To implement the comprehensive restructuring transaction contemplated by the Restructuring Support Agreement, on December 21, 2022, the Company filed voluntary petitions for reorganization under Chapter 11 of the U.S. Bankruptcy Code in the U.S. Bankruptcy Court for the Southern District of Texas. The Company plans to move swiftly through the restructuring process.
During this process and upon emergence, the Company will continue to operate its existing self-mining and hosting operations, which remain significantly cash flow positive on a debt-free basis. The Company is committed to operating normally during the implementation of its restructuring. The Company remains dedicated to providing hosting services and self-mining in its state-of-the-art data centers.
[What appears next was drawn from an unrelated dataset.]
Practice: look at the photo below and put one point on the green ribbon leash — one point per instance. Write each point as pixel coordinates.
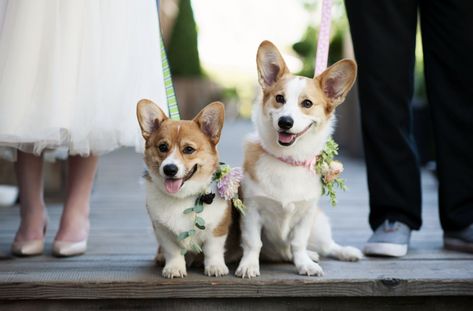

In connection with the Restructuring Support Agreement, the Ad Hoc Noteholder Group has agreed to provide commitments for a debtor-in-possession facility (the "DIP Facility") of up to $56 million and has agreed to support the syndication of up to an additional $19 million in new money DIP Facility loans to all holders of convertible notes. These funds, along with ongoing cash generated from operations, are anticipated to provide the necessary financing to effectuate the planned restructuring, facilitate the emergence from Chapter 11, and cover the fees and expenses of legal and financial advisors.
The Restructuring Support Agreement will be subject to a "fiduciary out" for the Company to pursue better alternatives. As contemplated, the restructuring will reduce the Company's funded indebtedness by hundreds of millions of dollars and reduce annual interest expense by tens of millions of dollars.
Pursuant to the contemplated Restructuring Support Agreement, the Company's existing convertible noteholders will equitize their debt into a significant majority of the common stock of the reorganized company. In addition, holders of general unsecured claims and existing common shareholders would also receive meaningful recoveries in the form of reorganized common stock and warrants exercisable for significant portions of the common stock of the reorganized enterprise upon obtaining certain valuation thresholds. Both the common stock and the warrants will enable stakeholders to capture a share of the Company's future growth.
The filing of these cases was necessitated by a decline in the Company's operating performance and liquidity suffering from the prolonged decrease in the price of bitcoin, the increase in electricity costs necessary to power the Company's data centers, and the failure by certain of its hosting customers to honor their payment obligations. In response to these factors, the Company has actively taken steps to decrease monthly costs, delay construction expenses, reduce and delay capital expenditures and increase hosting profitability.
The Company extensively explored potential financing alternatives and actively negotiated with various stakeholders. In consultation with its advisors, the Special Committee of the Board of Directors of the Company determined that the restructuring contemplated by the Restructuring Support Agreement represents the optimal path forward and best positions the Company for long-term success.
Core Scientific is being advised by Weil, Gotshal & Manges LLP as its legal advisor, AlixPartners, LLP as its financial advisor and PJT Partners LP as its investment banker.